Damit Misshandlung und Missbrauch früher aufgedeckt werden können, setzen sich Österreichs Unfallchirurgen für eine bessere Daten-Vernetzung in den Spitälern ein. Gefordert wird ein Kinderschutz-Register zur raschen Abklärung von Verdachtsfällen, in dem stationäre Krankenhausbehandlungen vermerkt werden sollen. "Meist sind es die Unfallchirurgen, die mit gewaltbetroffenen Kindern zuerst konfrontiert werden", erklärte Richard Maier, Fachgruppenobmann der Österreichischen Ärztekammer, bei einer Pressekonferenz in Wien.

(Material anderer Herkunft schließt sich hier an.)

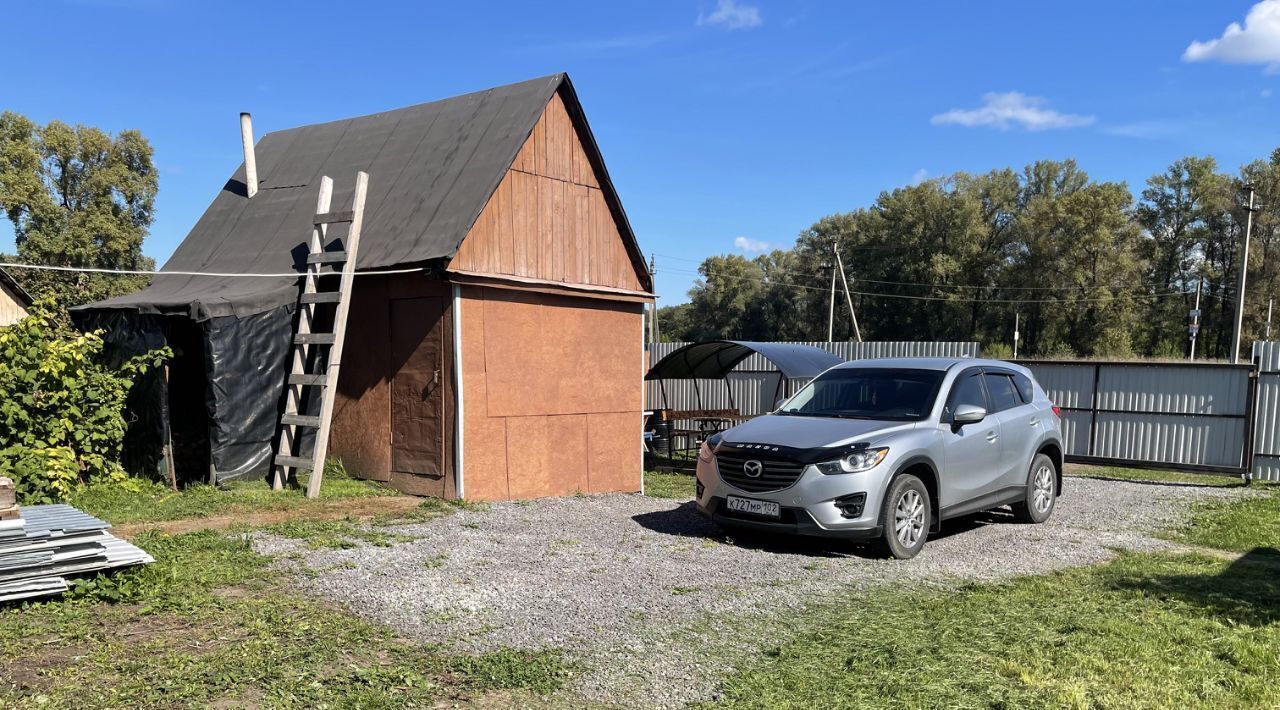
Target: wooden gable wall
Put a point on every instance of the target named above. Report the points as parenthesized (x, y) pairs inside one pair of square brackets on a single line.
[(548, 219)]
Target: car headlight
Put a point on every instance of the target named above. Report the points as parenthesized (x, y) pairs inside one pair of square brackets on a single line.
[(856, 462)]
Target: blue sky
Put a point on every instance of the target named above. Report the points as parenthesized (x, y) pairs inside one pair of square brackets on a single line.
[(727, 124)]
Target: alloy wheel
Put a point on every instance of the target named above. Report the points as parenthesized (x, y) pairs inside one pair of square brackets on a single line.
[(909, 518), (1043, 489)]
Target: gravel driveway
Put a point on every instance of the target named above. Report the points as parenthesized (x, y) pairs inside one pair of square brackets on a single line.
[(641, 591)]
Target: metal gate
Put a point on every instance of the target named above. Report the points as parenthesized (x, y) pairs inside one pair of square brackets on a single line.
[(1175, 416), (1266, 438)]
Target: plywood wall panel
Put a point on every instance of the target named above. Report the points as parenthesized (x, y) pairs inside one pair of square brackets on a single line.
[(529, 467), (613, 452), (557, 375), (548, 219), (568, 458)]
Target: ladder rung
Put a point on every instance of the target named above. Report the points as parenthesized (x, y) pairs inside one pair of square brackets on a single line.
[(301, 420), (333, 218), (295, 462), (312, 339), (327, 257), (325, 297)]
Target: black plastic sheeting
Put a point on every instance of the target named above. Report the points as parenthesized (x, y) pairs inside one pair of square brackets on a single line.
[(223, 398), (146, 407), (714, 358), (432, 169), (246, 360)]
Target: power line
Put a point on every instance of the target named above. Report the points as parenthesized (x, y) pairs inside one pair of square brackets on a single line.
[(224, 275), (952, 299), (1224, 287)]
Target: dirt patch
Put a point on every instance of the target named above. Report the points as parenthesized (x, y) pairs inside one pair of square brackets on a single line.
[(359, 508)]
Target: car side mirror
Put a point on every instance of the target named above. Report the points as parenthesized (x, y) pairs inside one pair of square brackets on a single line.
[(968, 413)]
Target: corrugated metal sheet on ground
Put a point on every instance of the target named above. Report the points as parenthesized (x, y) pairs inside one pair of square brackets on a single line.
[(51, 541)]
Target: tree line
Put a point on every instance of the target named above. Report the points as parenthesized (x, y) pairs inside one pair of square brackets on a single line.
[(1087, 268)]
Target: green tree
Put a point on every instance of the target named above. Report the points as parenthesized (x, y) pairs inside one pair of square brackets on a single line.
[(77, 197), (62, 416)]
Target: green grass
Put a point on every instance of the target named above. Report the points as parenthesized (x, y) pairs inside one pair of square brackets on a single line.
[(1240, 526), (1152, 476), (1144, 631), (210, 622), (147, 502), (337, 535), (668, 485)]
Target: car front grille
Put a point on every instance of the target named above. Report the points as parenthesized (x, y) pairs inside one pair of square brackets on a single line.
[(776, 475)]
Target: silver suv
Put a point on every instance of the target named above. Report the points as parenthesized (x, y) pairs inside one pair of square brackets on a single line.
[(887, 449)]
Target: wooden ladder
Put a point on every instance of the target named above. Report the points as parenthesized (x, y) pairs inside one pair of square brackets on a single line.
[(307, 342)]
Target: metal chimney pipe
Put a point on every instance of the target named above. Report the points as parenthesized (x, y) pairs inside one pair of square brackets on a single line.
[(250, 161)]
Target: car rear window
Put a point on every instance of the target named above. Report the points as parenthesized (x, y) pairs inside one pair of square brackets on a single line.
[(1024, 388), (1001, 389)]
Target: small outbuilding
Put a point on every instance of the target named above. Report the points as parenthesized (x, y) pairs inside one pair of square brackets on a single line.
[(494, 342)]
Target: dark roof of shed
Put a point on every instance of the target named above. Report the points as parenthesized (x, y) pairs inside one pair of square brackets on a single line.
[(432, 169), (714, 358), (16, 288)]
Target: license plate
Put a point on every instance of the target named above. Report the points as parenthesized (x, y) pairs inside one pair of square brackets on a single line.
[(766, 508)]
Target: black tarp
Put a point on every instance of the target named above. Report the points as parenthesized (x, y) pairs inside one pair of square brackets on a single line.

Das Problem: Kommt es innerhalb kurzer Zeit zu mehreren Verletzungen und werden diese in verschiedenen Spitälern behandelt, fällt es niemandem auf. Datenschutz-Bestimmungen würden der notwendigen Vernetzung bisher im Wege stehen, kritisierte die Österreichischen Gesellschaft für Unfallchirurgie (ÖGU). "Im Verdachtsfall müssen wir auf Knopfdruck feststellen können, ob das verletzte Kind nicht schon mit den gleichen oder ähnlichen Verletzungen woanders behandelt wurde", betonte Richard Kdolsky vom AKH Wien. Sinnvoll wäre beispielsweise ein nur von Kinderschutzgruppen einsehbares Register mit allen Behandlungen.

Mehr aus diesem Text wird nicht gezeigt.